Calculated Fields

From Explore Analytics: The Wiki
Jump to navigation Jump to search

Introduction

A calculated field is calculated from other fields in the list. The calculated field itself does not exist in the data source. Its value for each row is calculated from the values of the other fields.

The calculated value does not have to be numeric. In fact you can calculate a date, a time duration, or perform some text manipulation to create the value.

Adding a Calculated Field

To see how to add a calculated field, let's see an example. We'll start with this view showing the 10 hottest days in NYC. The temperatures are shown in Celsius.

10 hottest days.png

To also show the temperatures in Fahrenheit, we'll add a calculated field by clicking the calculator button (see arrow in the above picture).

Using the Calculated Field dialog, we can build a calculation that can include arithmetic as well as a selection of functions. For this example, we only need arithmetic.

Calculated field.png

The following picture shows the list view with the calculated field:

10 hottest days fahrenheit.png

Syntax for fields, literal numbers, and literal text

  • fields - are entered in double quotes, for example, "Temperature in C"
  • literal numbers - are entered without quote, for example, -3.5
  • literal text - is entered in single quotes, for example, '2010-01-01'

Note that literal function arguments such as format, date/time, and constant values that are not a field or a literal number, are entered as literal text in single quotes

Performing Arithmetic Calculation

Use the multiplication, subtraction, division, and addition operators as well as parenthesis to perform numeric calculation. In a numeric calculation, the operands and the results are numeric. To perform more complex calculation, use numeric functions such as ABS, ROUND, etc.

Logical Calculations - Comparisons

Use the equals, not-equals, greater than, less than, greater or equals, or less or equal operators to compare values. In these comparisons, the operands may be numbers, dates, or text. The result is always 'true' or 'false'. For example, when comparing two dates, the comparison will be a date/time comparison and the result would be true or false.

You can use such logical calculations in functions such as IF, NOT, OR, AND to perform more complex conditional logic in calculations. See examples below in the description of those functions.

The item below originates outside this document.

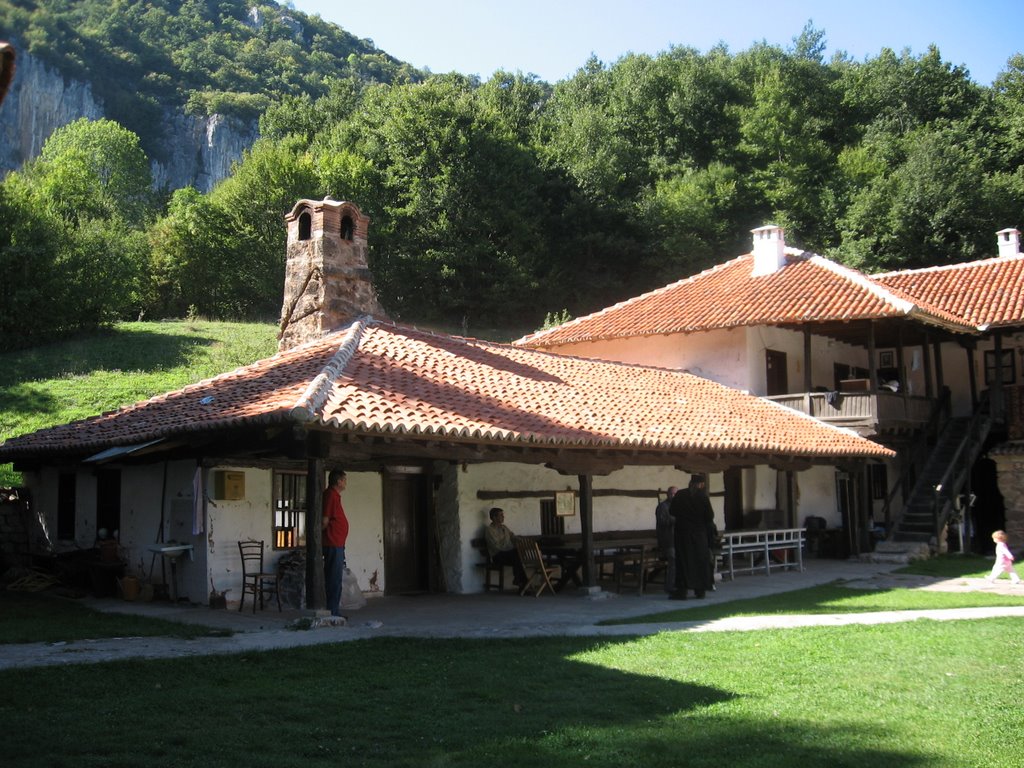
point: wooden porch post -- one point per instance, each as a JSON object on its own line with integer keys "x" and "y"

Adding a Function to the Calculation

To demonstrate the use of functions in a calculation, let's continue with our example, and calculate the number of years ago when we saw that temperature.

Years ago.png

The calculation extract the year part of the date and subtract it from the year part of today's date. The TODAY() function returns today's date. The YEAR() function returns the year part of the date as a number.

Next is the list view with the "Years Ago" field.

10 hottest days years ago.png

Functions

The table below shows all the functions that are available for field calculations.

  • ABS(value) - Absolute value. The value must be numeric and the returned value is based on the type of the value.

ABS("Amount")

  • AND(logical expression,logical expression,...) - evaluated to 'true' if all the arguments evaluate to 'true'.

IF(AND("Status" = 'Resolved', "Closed" <= NOW()), 'Closed', 'Pending')

  • CATEGORIZE(text, item1, ..., category) - if text matches any of the items, it's replaced by category, otherwise text is returned unchanged.

CATEGORIZE("State",'canceled','aborted','timeout', 'error', 'Unsuccessful')

  • CEILING(value) - the smallest integer greater than or equal to the value
  • CONCAT(text,text,...) - concatenates two or more text values returning the concatenated text

CONCAT("State", ' ', "Zip")

  • CONVERT_TIME_ZONE - Convert the date and time value from the "from" timezone to the "to" timezone. To specify a timezone, enclose it in single quotes. Timezone are taken from this list.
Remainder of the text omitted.